Okay that's all. I'm not very accomplished at Pirate-speak, as I am not a pirate and never wanted to be (I wanted to be a gypsy, which is similar but somewhat different than a pirate, as gypsies do tend to be thieves and pickpockets but rarely shoot or stab their victims or send their ships to the bottom of the ocean). I myself have been very busy of late, hence the lack of posting, but I would like to begin posting more frequently, the way I used to before I stopped getting comments on my blogs. ;-)

Here's hoping that you and yours are blessed and well and finding favor with our Lord.

Bethany

Friday, September 5, 2008

hurricane a'comin!

So Tropical Storm Hanna is moving right this way, and the college has suspended all activities for today and tomorrow, which means that I, effectively, have nothing to do! Well, after classes and work tonight (which hopefully shouldn't go late enough to be affected by the storm coming). I guess that means it's time for me to update.

This summer, I have: been given a car (have I mentioned this already? I forget-that's what happens when you don't blog very often, you forget what you've blogged about!). I have been gifted with some surprise money; given an additional scholarship; had a job fall into my lap; made new friends; and started the ball rolling on the Honors Club of which I am president. And it's only the second week of school! Granted, the last 2.5 weeks have been enough to make anybody feel a little crazy, but things are starting to fall into a routine and I am adjusting my schedule so I hopefully will not continue feeling overwhelmed. I also, after a very bad day Monday, discovered an amazing (and now favorite) drink: a Starbucks white chocolate mocha (decaf) with raspberry flavoring added and whipped cream on top. Mmmmm!

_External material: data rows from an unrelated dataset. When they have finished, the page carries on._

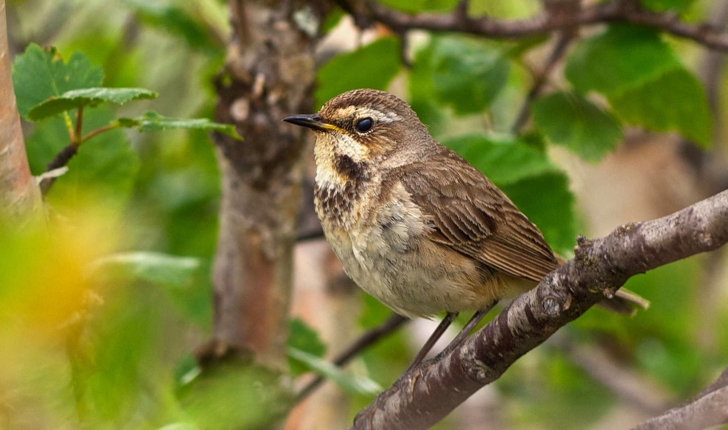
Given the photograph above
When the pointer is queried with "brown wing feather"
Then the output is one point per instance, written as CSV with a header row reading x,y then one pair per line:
x,y
472,216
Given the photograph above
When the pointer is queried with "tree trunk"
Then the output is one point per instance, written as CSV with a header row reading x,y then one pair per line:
x,y
19,193
269,74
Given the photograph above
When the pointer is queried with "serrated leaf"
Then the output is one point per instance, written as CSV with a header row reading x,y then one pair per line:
x,y
149,266
574,122
622,58
505,10
39,75
87,97
178,22
680,6
415,6
468,74
152,121
105,165
303,338
372,66
422,90
547,202
503,161
349,383
675,101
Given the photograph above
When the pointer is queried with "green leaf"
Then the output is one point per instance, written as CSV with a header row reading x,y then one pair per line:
x,y
574,122
372,66
303,338
39,75
675,101
352,384
422,90
468,74
547,202
178,22
504,160
622,58
152,121
104,166
643,80
149,266
87,97
680,6
505,10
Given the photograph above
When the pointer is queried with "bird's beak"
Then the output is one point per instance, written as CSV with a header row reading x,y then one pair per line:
x,y
313,121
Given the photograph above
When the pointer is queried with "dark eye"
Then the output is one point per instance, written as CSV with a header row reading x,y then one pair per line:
x,y
364,124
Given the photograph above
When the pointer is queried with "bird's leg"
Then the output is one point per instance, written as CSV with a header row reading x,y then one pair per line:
x,y
432,340
476,318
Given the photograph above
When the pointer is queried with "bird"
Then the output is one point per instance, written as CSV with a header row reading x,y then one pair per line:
x,y
413,223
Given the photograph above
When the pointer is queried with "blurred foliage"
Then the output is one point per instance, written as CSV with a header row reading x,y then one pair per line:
x,y
103,306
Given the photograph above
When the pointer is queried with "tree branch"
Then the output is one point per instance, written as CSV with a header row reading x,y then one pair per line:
x,y
433,389
710,408
615,11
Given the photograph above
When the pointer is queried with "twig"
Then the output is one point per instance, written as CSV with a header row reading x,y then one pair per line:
x,y
614,11
540,79
630,387
432,390
363,342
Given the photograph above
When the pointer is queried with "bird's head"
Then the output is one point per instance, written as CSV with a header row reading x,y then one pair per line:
x,y
367,126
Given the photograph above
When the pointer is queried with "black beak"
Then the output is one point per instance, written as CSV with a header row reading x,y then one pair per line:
x,y
312,121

I also realized about three or four weeks ago that I have not given generously in quite some time. The tighter money has gotten, the more I have held onto it rather than giving it as I should. I decided to change that and began giving more (beyond my tithe, which has been given all along) and gave an amount that was fairly substantial for me (i.e. I couldn't really afford it). However, within days of doing that, I recieved a good bit of surprise money and literally had a job fall into my lap-one that fits well within my schedule. So now I work as a cashier at a little restaurant less than a mile from my house.

The Dead Sea Scrolls are at the Museum of Natural History in Raleigh. I am going to try to put together a trip for the Honors Club to go and see them. How awesome would that be?

I guess that's enough for now. It's not particularly funny or exciting or interesting, but that's basically life in a nutshell right now (the post, not the funny/exciting/interesting). I am also trying to decide the best way to continue my education, but keep going back and forth on my choices. Hmmm.

Bethany

Tuesday, September 2, 2008

a confession...

I am a posting slacker. There, I admitted it.

In other news, I have lots to catch up on with you guys, but I will do it later...after class, dinner, our recruitment party, and the homework I haven't done for my statistics & research methods class that's due tomorrow.

And with that lack of an update, I bid you adieu.

Thursday, July 17, 2008

fireflies dancing in the dusk

So, it's hot. Summer is here in Carolina in full force and the sweltering heat makes it easy to want to stay indoors and drink cold drinks. It's rained a good bit this summer, more than the last couple summers combined, I think, which is wonderful. We've needed the rain badly. Sometimes the rain comes in dreary clouds that turn the sky gray and it drizzles down, soaking the ground gently. Other times it comes roaring in ferociously, putting on impressive shows of light and sound, falling with such intensity it's as if someone were dumping giant buckets of water over the earth. Either way, the rain is a welcome relief from the bright sun and heat. And of course, it's a delight to watch the fireflies come out to play after the sun has gone to rest.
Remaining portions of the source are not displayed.